The French political elite’s trust in the “puissance publique” – the power of the state – could prove a useful counter-weight to the sort of “pensée unique” that unfortunately still dominates thinking in Brussels. The French would of course have more success if they were capable of bringing forward concrete solutions to Europe’s problems, or were able to point to better national results. French policymakers also have to contend with the uncomfortable reality that a large section of public opinion in France still rejects the market economy. It’s hard to claim the leadership of an EU that is based on a market economy and free trade when the political class still dreams of protectionism and even of proletarian revolution. Nicolas Sarkozy has himself been described in the Financial Times as a “liberal Colbertist” – a disciple of Louis XIV’s mercantilist finance minister – rather than a man of the free market.

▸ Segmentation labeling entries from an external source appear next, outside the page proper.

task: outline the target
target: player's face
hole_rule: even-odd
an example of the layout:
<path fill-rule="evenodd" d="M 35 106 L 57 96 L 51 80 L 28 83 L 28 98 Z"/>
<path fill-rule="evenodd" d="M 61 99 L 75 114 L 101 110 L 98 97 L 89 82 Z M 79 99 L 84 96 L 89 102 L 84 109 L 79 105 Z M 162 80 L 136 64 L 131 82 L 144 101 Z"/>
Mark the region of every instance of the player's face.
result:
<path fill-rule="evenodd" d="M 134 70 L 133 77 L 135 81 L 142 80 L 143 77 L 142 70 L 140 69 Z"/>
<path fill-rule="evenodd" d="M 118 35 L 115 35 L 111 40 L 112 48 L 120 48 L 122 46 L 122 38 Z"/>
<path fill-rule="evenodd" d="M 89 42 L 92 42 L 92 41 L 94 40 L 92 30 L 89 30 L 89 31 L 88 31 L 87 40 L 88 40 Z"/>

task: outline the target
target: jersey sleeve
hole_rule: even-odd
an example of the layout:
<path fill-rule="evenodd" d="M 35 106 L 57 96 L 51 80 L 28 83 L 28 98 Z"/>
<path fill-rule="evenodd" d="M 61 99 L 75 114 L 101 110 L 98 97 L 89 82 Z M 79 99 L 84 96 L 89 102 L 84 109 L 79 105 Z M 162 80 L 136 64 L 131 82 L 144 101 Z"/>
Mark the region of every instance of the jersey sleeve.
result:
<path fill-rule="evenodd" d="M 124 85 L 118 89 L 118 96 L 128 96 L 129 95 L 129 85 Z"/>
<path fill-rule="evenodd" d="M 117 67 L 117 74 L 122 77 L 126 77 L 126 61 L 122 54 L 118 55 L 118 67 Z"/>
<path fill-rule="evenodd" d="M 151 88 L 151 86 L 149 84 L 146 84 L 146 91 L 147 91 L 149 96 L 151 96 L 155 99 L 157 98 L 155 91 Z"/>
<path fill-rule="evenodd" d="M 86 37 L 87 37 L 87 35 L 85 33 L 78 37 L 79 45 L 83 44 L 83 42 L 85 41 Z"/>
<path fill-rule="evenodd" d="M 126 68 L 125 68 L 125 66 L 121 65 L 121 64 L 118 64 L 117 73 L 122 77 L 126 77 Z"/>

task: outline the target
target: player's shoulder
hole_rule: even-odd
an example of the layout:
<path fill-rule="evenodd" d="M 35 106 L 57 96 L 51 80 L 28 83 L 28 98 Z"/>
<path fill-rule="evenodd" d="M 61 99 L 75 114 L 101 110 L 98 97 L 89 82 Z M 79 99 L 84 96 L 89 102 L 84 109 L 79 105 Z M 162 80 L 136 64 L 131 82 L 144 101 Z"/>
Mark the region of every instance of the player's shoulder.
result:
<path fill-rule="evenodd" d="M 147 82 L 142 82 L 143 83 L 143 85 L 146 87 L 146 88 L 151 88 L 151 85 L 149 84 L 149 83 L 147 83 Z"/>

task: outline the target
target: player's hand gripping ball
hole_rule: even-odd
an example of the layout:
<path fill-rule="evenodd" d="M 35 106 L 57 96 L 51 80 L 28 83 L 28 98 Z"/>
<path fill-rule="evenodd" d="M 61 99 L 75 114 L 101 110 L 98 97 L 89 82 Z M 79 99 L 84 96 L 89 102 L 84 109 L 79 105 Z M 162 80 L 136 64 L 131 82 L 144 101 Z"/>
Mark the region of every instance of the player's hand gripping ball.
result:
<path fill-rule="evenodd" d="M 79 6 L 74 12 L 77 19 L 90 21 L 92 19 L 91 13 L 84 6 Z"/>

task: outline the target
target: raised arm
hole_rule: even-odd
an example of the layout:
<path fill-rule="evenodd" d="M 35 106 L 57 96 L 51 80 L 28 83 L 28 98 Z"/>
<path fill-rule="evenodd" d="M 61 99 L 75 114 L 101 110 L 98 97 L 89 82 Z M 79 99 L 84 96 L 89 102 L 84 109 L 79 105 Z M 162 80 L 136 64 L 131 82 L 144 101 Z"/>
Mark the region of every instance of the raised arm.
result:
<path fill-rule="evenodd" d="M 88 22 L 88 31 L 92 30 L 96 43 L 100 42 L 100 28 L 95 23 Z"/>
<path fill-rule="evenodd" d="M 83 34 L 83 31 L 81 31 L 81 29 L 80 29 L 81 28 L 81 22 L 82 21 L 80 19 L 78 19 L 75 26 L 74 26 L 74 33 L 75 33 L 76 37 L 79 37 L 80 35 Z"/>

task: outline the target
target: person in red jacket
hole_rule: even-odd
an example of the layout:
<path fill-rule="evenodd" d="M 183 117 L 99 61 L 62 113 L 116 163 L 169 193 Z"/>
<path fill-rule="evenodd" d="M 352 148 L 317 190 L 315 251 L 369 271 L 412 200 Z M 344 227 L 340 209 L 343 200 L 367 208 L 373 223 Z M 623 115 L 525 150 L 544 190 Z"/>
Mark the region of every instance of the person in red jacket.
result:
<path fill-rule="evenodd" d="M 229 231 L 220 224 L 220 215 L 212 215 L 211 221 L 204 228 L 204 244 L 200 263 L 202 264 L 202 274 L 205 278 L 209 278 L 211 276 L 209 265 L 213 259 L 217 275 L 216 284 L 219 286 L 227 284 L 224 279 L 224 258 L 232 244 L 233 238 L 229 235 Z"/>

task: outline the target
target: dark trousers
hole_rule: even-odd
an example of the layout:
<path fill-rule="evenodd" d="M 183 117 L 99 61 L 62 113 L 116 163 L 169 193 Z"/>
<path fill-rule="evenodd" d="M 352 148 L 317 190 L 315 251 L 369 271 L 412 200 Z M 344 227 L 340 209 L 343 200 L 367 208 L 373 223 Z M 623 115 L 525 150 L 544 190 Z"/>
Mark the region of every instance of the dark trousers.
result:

For all this, France has much to offer the EU intellectually. On culture, given Europeans’ strong need to preserve their diversity in this increasingly globalised world, the French have a valuable message. At first sight, French efforts in favour of cultural diversity looked like another way to defend the French language. But even if national motives of that sort are still somewhere on the agenda, French intuition was right. Opinion polls show that many of Europe’s citizens, even English native-speakers, feel uncomfortable about threats to their national or regional identity. It’s generally unfair to blame the EU because it has done a lot – more than any other international body – to preserve local and cultural identities. Gaelic for example is now an official language of the EU.
But emotion, not logic, underlines Europe’s fears of fading cultural and linguistic identities. From Belgium to Lombardy and the Veneto, from Catalonia to Scotland, people seem quicker than before to defend their historical and cultural legacies. The financing of poorer regions by richer ones is also used by populist politicians to add spice to this simmering political stew. Culture and the recognition of its importance will play a vital role in any future discussions of what it means to be a citizen of the EU. The leaders of the EU and its institutions would be well advised to confront this reality if the EU is not to fall into the trap of endorsing a one-size-fits-all approach to Europe’s cultural problems.
In a nutshell then, France lacks the means to recapture on its own the intellectual leadership of Europe. Nor could and should any one country try to do so. But France can bring some of the intuitions and traditions that contributed to the shaping of Europe in the past. France can also continue to work with Germany, not in building a “directoire” as that would be unacceptable, but to resolve Franco-German differences and seek solutions that form the basis of EU-wide compromise. So long as Germany and France are both working with the European interest uppermost in mind, they will constitute the cornerstone of European integration.